Is it the outsiders, people who are somehow isolated from society, that interest you in your work?
“I think what we’re interested in telling stories about are people that you don’t normally see on screen.
“They’re always character led projects but on sort of strong female characters that aren’t the normal characters you necessarily see on screen.
“I think with Radiator, that was sort of around the fears and anxieties people have when they’re in relationships with addicts of people being dragged back in and what a kind of fragile ecosystem that can be.
“At the end of that film, I know it’s kind of sad ending but I feel like the hope that he now has the choice, he’s just made the wrong decision again.

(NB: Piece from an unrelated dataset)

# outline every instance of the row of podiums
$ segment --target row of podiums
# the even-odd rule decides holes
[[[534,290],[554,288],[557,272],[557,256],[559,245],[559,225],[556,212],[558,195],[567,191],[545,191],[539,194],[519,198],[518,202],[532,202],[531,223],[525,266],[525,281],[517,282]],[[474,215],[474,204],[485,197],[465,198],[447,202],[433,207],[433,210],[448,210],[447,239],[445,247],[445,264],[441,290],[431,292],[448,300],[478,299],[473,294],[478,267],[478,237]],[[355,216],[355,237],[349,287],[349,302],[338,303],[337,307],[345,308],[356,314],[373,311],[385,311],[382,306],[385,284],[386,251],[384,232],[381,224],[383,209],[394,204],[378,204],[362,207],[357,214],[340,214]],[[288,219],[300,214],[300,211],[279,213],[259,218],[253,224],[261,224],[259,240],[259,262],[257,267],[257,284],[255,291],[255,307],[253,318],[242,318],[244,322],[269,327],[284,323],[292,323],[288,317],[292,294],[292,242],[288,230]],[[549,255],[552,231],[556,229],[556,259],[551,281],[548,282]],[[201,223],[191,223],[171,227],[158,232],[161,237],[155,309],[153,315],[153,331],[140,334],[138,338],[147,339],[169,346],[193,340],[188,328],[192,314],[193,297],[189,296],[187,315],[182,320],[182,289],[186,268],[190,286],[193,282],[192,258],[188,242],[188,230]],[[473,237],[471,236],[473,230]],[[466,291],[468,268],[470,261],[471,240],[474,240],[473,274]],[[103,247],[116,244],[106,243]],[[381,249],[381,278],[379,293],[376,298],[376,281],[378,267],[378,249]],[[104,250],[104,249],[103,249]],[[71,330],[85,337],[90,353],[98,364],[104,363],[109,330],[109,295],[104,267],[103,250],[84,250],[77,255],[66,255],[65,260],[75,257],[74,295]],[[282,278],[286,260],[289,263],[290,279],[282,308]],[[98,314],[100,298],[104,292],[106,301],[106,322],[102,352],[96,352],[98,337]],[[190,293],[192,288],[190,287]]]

“Declan has the choice to make a decision.
“I guess in a similar way, it’s about second chances and people coming to a crossroads and embracing kind of the unknown.
“I think it’s interesting to put characters into situations that they obviously don’t feel comfortable in but they can gain something for themselves, even if it’s just emotionally, really getting to kind of experience bringing someone else into their lives.
“All films one level are about character and crossroads and making decisions.
“That’s part of the character arc and how that propels the narrative but we always want the decisions to be coming from the characters, rather than it being kind of a plot device.
“But I think you’re right, it’s characters that you don’t normally get an opportunity to see and then really exploring those characters.”
Clodagh screen at Irish Film Festival London (13- 17 November).
Clodagh screens as part of the Saturday shorts programme which is 2.30pm Saturday 16 November at the Institute of Contemporary Arts (ICA).